Well supported by props such as beaten-up pick up trucks and several cases of Americana’s beverage of choice (look for the humorous onslaught of product placement for Coors Light), Lauren Adams’ low end drama maintains this half-cerebral/half-comatose condition throughout. The protagonist played by Ashley Judd is the sort of character that has the deposition of being a brilliant entrepreneur contractor by day and classic idiot by night and when the perfect specimen enters the scenario, the redundant entering of the psychological space of a girl who thinks that kissing men while sober means she might actually end up liking the guy makes for a run of the mill template more in tune with made for television temperaments.
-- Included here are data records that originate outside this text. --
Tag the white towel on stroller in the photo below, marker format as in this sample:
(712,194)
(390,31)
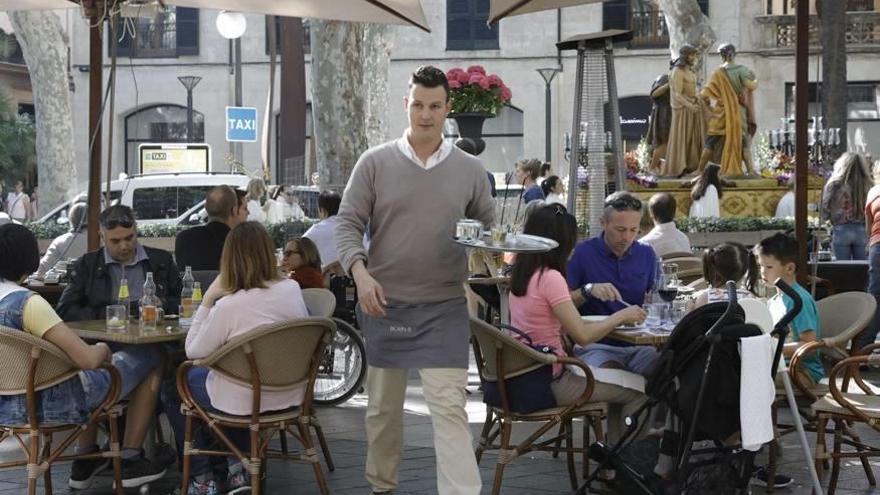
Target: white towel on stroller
(756,392)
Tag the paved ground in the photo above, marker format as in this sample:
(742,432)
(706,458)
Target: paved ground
(534,474)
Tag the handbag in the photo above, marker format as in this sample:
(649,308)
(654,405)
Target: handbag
(528,392)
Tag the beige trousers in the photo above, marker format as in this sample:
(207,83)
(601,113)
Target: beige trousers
(457,472)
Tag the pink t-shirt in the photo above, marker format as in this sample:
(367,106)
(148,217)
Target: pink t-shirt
(533,312)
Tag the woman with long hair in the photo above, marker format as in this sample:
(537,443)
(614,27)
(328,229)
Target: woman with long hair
(843,204)
(706,193)
(541,306)
(302,263)
(248,293)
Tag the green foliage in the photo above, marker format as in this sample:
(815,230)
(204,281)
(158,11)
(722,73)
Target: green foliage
(18,138)
(734,224)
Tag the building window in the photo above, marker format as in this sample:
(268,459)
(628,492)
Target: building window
(863,100)
(307,40)
(173,32)
(643,18)
(158,124)
(466,27)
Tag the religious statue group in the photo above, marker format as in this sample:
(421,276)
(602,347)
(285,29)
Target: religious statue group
(689,129)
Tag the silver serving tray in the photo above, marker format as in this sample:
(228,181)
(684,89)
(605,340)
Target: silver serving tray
(515,243)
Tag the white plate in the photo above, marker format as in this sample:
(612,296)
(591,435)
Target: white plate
(627,329)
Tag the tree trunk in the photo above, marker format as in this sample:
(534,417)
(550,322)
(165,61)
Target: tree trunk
(832,32)
(44,47)
(687,24)
(350,64)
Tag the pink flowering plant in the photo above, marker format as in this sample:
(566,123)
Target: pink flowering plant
(472,90)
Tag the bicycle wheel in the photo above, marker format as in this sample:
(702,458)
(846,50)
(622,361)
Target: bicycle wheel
(343,367)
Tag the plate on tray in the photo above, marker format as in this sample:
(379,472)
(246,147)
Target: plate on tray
(515,243)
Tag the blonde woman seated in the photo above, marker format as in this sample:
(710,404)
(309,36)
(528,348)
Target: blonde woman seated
(541,306)
(248,293)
David Gordon Green’s cinematographer Tim Orr offers a less than inspiring contribution to Lauren Adam’s corny reflection, and the manner in which the tale delves into drowning one’s sorrows comes across as artificial as the content in those bottles of beer. Perhaps this Sundance approved selection has a chance with target markets such as Kentucky, but as a whole it chokes on itself for its lack of originality – the whole afraid of commitment, distrust in men and pops is somehow responsible for this cow girl’s series of one night stands sort of dilemma is simply to one boring film conversation we can do without.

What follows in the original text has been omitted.